Otmoor, David Attwooll & Andrew WaltonThe jacket is a beige colour with a square print in the top third, a picture of what look like fields and furrows, perhaps a lino print in black and white. Above this the title OTMOOR and below it the name of the poet and the artist.
Black Poplar, 2016   £6.00

On equal terms

I like this pamphlet: inspired by ‘an area of wetland just north-east of Oxford’, it’s atmospheric, full of contrasting stories and black line drawings which complement each other richly. 

On three occasions though, for me, something even more magical happens. These are the only times in the sequence when an untitled set of just three lines of poetry sits quietly facing a line drawing. I surprise myself by just how powerful I find these. 

The first, quite early on, ends its three-line poem with the image of an ‘ancient door in flames’. The line drawing opposite does not seem to me in any obvious way to mirror the poem. But it does echo its form: in consisting of three reasonably discrete ‘panels’.

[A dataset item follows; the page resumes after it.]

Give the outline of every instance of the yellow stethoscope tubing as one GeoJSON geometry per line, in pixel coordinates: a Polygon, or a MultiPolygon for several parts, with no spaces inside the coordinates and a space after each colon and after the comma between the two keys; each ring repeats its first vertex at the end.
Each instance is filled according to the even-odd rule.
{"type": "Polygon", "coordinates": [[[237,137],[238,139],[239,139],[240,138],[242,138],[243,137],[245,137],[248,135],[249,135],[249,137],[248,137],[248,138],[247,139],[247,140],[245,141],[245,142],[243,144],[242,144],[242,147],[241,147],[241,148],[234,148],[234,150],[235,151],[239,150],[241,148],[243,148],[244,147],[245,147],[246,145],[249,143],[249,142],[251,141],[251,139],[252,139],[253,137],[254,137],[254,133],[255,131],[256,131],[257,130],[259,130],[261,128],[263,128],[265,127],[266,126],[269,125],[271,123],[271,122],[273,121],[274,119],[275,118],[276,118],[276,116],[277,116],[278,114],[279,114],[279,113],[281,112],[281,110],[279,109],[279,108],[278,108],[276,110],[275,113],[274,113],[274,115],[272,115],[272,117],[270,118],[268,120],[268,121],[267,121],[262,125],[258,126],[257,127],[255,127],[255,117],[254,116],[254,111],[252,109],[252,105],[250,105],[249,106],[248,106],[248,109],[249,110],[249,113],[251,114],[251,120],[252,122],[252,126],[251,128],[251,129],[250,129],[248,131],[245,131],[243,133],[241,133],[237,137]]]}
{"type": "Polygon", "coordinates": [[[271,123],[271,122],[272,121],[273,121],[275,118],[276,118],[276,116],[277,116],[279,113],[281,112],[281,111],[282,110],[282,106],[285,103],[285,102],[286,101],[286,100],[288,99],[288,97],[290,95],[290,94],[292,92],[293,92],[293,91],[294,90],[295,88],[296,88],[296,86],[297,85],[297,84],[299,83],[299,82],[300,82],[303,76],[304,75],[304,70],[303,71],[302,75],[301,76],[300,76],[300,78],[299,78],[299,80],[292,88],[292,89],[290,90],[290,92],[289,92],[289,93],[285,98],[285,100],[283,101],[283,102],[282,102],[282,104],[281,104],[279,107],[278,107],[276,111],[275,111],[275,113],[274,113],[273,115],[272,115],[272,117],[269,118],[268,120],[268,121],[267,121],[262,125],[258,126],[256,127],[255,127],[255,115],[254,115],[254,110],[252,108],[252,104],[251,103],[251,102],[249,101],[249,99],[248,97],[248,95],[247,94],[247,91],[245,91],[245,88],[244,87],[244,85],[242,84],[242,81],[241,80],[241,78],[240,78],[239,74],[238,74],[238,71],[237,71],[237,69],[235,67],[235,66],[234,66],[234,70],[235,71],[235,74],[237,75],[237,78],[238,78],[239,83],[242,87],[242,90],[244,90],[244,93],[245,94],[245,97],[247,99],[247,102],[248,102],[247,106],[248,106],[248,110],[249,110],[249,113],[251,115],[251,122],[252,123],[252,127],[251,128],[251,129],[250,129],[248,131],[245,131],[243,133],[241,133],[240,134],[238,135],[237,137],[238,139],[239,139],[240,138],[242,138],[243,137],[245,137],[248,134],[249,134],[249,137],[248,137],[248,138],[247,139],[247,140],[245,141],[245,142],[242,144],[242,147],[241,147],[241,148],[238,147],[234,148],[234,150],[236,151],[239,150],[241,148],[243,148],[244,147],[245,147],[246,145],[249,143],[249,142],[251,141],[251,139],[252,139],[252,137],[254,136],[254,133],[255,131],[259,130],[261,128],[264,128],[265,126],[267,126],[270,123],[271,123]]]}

The other two page-spreads which follow this pattern sit close together further into the book. The first begins: ‘Dark matter redacts / the secrets of stars’. Across from it, again, is a drawing in three distinct parts, which bears little immediately obvious relation to the poem. Still, something quite profound occurs for me. The words take on immense power and—as for the first occasion—one image in particular seizes me: I fall in love with the word ‘redacts’ here. I can’t help myself! 

The third and final three-line poem reads: ‘Inside the story / other stories. Below them / more pages open.’ This is the only one to end with a full stop. And this time the whole three lines get to me: it seems to perfectly capture and describe the process we’ve just been through. The artwork opposite also breaks the mould: it’s fascinating. A white path snakes down through a black brillo-pad-like block into another busier panel: depicting what might be half-abstract bookshelves.

The whole pamphlet is evocative and rich; the poet and artist work well together. These three occasions, though, for me, are where the collaboration completely fuses, as though the two mediums meet on their most equal terms: I love these spreads.